# Modular Multiplication

1. Dec 29, 2006

### chesschi

I want to write a C/C++ program and encounter a problem.If I have three 64 bit numbers and need to manipulate
"a * b mod c"

Is there any well-known, efficient and simple algorithm to implement it?

I only know it can be calculated sth. like this..
__int64 a, b, c
a = x1 * 2^32 + x0
b = y1 * 2^32 + y0

then a * b = x1y1 * 2^64 + (x0y1 + x1y0) * 2^32 + x0y0

but I dunno what to do in the next step

Note that this cannot be calculated using some classes like BigInt, gmp

Thank you very much!!!

2. Dec 31, 2006

### Ouabache

Sounds like an interesting question. My C++ experience is limited. Sorry I cannot offer much help there. However, I think you will have much better luck (more software folks) posting this in our programming subforum. If you wish to do this, just ask any moderator or mentor for assistance. Infact there are a couple of excellent C++ tutorials in that subforum.

Last edited: Dec 31, 2006
3. Dec 31, 2006

### nmtim

Is c an arbitrary integer?

Does "a*b mod c" mean (a*b) mod c?

Also, what's with x0, x1, etc? Are you trying to do this with 32 bit integers instead of using 64 bit integers?

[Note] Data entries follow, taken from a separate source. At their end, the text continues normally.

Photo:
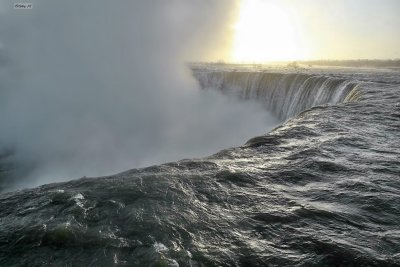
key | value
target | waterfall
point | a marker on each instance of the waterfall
(285, 95)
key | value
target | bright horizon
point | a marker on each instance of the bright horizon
(287, 30)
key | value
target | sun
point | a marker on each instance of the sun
(264, 32)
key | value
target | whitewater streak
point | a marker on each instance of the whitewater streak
(284, 94)
(322, 189)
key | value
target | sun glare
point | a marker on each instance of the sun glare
(264, 32)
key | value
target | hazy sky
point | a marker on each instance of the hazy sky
(316, 29)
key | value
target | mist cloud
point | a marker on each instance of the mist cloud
(96, 87)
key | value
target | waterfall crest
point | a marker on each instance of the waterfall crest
(285, 95)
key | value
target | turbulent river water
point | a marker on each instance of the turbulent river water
(322, 189)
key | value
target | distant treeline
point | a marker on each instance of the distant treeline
(354, 63)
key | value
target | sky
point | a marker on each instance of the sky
(96, 87)
(276, 30)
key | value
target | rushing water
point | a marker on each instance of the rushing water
(322, 189)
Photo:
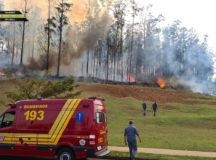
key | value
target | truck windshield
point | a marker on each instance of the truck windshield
(7, 119)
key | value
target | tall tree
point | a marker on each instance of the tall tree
(23, 32)
(61, 20)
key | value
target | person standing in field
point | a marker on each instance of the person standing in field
(130, 135)
(144, 105)
(154, 108)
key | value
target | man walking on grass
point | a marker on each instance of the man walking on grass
(130, 134)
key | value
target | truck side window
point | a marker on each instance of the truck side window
(7, 119)
(99, 117)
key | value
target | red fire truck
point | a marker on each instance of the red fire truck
(54, 128)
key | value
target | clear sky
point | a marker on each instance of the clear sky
(197, 14)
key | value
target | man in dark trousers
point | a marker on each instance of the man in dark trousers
(130, 134)
(154, 108)
(144, 105)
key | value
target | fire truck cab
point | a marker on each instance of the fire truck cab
(64, 129)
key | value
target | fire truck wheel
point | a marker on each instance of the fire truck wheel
(65, 154)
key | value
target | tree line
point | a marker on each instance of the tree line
(124, 41)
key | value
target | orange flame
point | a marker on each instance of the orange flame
(131, 79)
(161, 83)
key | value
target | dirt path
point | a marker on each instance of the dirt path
(167, 152)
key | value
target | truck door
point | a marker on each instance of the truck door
(6, 130)
(25, 139)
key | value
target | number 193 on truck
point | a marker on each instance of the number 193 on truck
(63, 129)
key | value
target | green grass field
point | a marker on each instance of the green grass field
(158, 157)
(177, 126)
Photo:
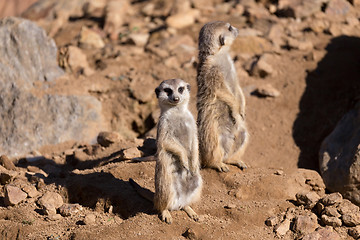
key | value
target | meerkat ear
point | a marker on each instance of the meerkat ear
(222, 39)
(157, 92)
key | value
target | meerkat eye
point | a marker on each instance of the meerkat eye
(181, 89)
(168, 91)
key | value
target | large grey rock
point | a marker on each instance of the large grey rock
(340, 159)
(30, 119)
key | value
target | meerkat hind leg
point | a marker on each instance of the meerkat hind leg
(166, 216)
(191, 213)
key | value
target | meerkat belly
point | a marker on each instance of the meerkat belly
(185, 187)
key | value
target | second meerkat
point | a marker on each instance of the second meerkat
(178, 181)
(223, 135)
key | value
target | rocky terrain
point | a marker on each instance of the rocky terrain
(77, 103)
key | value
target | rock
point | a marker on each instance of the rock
(90, 39)
(13, 195)
(68, 209)
(298, 8)
(337, 8)
(352, 219)
(77, 62)
(347, 207)
(7, 163)
(51, 201)
(354, 232)
(262, 67)
(305, 224)
(116, 11)
(184, 19)
(272, 221)
(331, 199)
(105, 139)
(339, 162)
(283, 227)
(322, 234)
(139, 39)
(267, 90)
(190, 234)
(132, 152)
(26, 115)
(331, 221)
(309, 199)
(251, 45)
(89, 219)
(331, 211)
(31, 191)
(54, 217)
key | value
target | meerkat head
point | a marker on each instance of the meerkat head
(173, 92)
(216, 35)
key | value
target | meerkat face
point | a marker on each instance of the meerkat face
(216, 35)
(173, 92)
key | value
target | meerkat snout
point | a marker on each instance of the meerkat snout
(173, 92)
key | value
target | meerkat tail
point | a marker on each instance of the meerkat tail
(143, 192)
(150, 158)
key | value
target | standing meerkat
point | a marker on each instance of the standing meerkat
(178, 181)
(220, 101)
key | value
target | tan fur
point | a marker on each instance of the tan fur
(220, 101)
(177, 175)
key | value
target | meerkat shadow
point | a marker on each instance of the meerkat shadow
(332, 89)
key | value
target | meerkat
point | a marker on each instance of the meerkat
(178, 182)
(222, 131)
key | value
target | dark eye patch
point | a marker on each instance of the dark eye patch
(168, 91)
(181, 89)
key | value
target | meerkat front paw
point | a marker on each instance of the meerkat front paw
(191, 213)
(222, 168)
(165, 216)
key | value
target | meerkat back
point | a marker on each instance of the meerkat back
(177, 175)
(220, 101)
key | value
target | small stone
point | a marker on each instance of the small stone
(31, 191)
(77, 61)
(332, 198)
(331, 221)
(190, 234)
(105, 139)
(7, 163)
(272, 221)
(351, 220)
(347, 207)
(305, 224)
(354, 232)
(89, 219)
(331, 212)
(90, 39)
(132, 152)
(230, 206)
(51, 201)
(139, 39)
(13, 195)
(68, 209)
(184, 19)
(267, 90)
(283, 227)
(322, 234)
(308, 199)
(337, 8)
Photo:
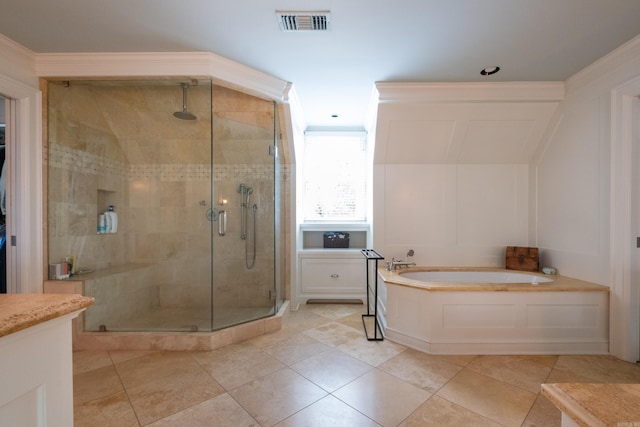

For the mod c, how about bitwise and with c? At least that should work if a, b, c >= 0. Edit: er, ok, maybe only if c is a power of 2. Edit 2: What's wrong with the modulo operator "%"? Forgot that was there...I usually use powers of two, where the & (c-1) trick works.

Cheers,
Tim

Last edited: Dec 31, 2006
4. Dec 31, 2006

### Hurkyl

Staff Emeritus
Er, gmp does allow you to compute such things.

Anyways, I presume you're either going to have to do a Montgomery multiply, or you're going to have to use a divide & conquer division algorithm. (which will require splitting c into a high and low word).

5. Dec 31, 2006

### chesschi

a, b and c both are 64 bit integers, c is arbitary number, may not be in power of 2.
but a * b will generate a 128 bit intermediate integers which will overflow. So I believe there is an algorithm to deal with such problem

I'm not sure if this is correct....I just read some websites talking about it but they didn't provide details implementation. a and b are 64-bit integers, it tries to represent a,b in the power of 2 ^ 32 with the corresponding x1, x0, y1, y0 coefficients If there is any good suggestion other than this method, I'm also interested to know it!

For the montgomery multiply, the output is o = ab R^(-1) mod c, where R = 2^64...if you need to recover it...you still need to manipulate o * R mod c...
It seems it cannot solve in this case because o, R and c are still 64-bit integers

Last edited: Dec 31, 2006
6. Jan 3, 2007

### Jheriko

I am probably missing something enormous, but what is wrong with the '%' operator?

At worst you can use the 64-bit CPU instruction with an __asm block... (I am assuming you are using windows with your highly MS-specific __int64)

Last edited: Jan 3, 2007
7. Jan 3, 2007

### verty

Jheriko, the (a*b) will overflow for large numbers.

8. Jan 3, 2007

### Jheriko

As for splitting the multiplication it has almost been done above:

"a * b = x1y1 * 2^64 + (x0y1 + x1y0) * 2^32 + x0y0"

The key is to realise that the xi, yi are all 32-bit integers (although we store them in 64-bits) and so their products are 64 bits. We can jiggle the bits around to make the correct answer in two 64-bit integers.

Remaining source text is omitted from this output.